Dehydration is probably one of the two most important factors of calf morbidity and mortality related to calf scours. Most producers are not nearly aggressive enough with fluid therapy in scouring calves. Tube feeding once or twice a day with an electrolyte solution isnt nearly sufficient. So, how much fluid should a scouring calf receive in 24 hours? Let's have a look.
Let's say you've got a 100 lb (50 kg) calf with coccidiosis. The calf is listless, depressed, its eyes are sunk in, and it has a skin tent, in other words, when the skin is pulled away from the neck, it does not snap down quickly, as it normally would. We would guess that this calf is about 10% dehydrated. At 50 kg of body weight, and 10% dehydration, this calf will require 5 liters of fluid just to replace its current deficit. The calf will also need about 2.5 to 5 liters of fluid a day for normal maintenance, and then there are the current losses (scours) that have to be accounted for. So, all told, a scouring calf that is 10% dehydrated will need approximately 8-11 liters of fluids in the first 24 hours of therapy! This calf should be tube fed 4-5 times, instead of the typical 2 times. It is important to remember that a calf stomach, on average, can hold up to 2.3 gallons, so if you are operating under a tight schedule, you may be able to tube the calf 3 times a day at 3 liters per feeding.

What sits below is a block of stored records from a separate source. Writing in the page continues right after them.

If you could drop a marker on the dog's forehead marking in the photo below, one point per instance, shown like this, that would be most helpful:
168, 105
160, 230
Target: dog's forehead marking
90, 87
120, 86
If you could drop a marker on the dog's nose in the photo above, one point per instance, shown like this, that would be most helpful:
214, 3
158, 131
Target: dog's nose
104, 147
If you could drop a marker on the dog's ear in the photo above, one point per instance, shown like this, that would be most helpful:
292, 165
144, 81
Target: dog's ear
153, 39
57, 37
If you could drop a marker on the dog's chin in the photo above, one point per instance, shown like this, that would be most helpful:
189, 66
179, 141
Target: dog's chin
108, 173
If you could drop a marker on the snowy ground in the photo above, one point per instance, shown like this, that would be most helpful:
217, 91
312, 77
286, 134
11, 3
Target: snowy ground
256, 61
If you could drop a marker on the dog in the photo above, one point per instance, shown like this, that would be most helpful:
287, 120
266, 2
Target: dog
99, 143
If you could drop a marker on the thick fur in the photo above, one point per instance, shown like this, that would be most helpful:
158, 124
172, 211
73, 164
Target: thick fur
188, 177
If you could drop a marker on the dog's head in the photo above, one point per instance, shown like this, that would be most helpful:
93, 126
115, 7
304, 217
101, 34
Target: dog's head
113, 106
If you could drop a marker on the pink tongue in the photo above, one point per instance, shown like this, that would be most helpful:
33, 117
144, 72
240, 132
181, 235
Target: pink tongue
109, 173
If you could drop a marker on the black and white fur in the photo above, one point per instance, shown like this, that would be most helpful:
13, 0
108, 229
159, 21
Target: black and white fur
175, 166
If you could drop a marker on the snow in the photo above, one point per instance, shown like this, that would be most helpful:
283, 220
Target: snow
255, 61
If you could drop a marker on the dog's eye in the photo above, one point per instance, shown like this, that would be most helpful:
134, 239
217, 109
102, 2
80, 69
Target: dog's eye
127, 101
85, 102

It is also important to note whether or not the calf is still nursing. A calf that is 10% dehydrated is not likely to be eating, but one that is eating will be meeting some of its fluid requirements through the cow's milk. Also, if you have to tube feed a calf milk replacer, because it's not eating, it is a good idea to wait 2 hours before you tube feed any electrolyte solution (the bicarb in the electrolyte solution will disrupt clotting and normal digestion of milk in the calf's stomach).
When a calf has scours, it is also losing its body's store of bicarbonate. Bicarbonate is the body's "buffer", in other words, bicarb is responsible for maintaining normal blood pH. If a large enough quantity is lost, the calf's blood pH will drop (acidemia). There are several compensatory mechanisms built into the calf's body for dealing with a finite level of acidemia, but when the system is overwhelmed, the calf dies from heart failure. Therefore, when choosing an electrolyte product for treating a scouring calf, it is VERY important that there is bicarbonate in the electrolyte solution. Read the ingredients on the label, and look for some form of bicarbonate. You can also mix up your own electrolyte solution with baking soda and corn syrup. This solution won't have all of the other necessary electrolytes that a branded solution would have, but it works well in a pinch.
Another important electrolyte that is lost with scours is potassium. Loss of potassium occurs during compensation for acidemia, and low potassium levels (hypokalemia) is the cause of heart failure in scouring calves. Therefore, it is a good idea to supplement potassium, if possible, to scouring calves.
In summary: it is important to remember that you can't over-hydrate a scouring calf. Water and bicarbonate are the two most important components of fluid therapy, and an energy source will help get a sick calf back on its feet.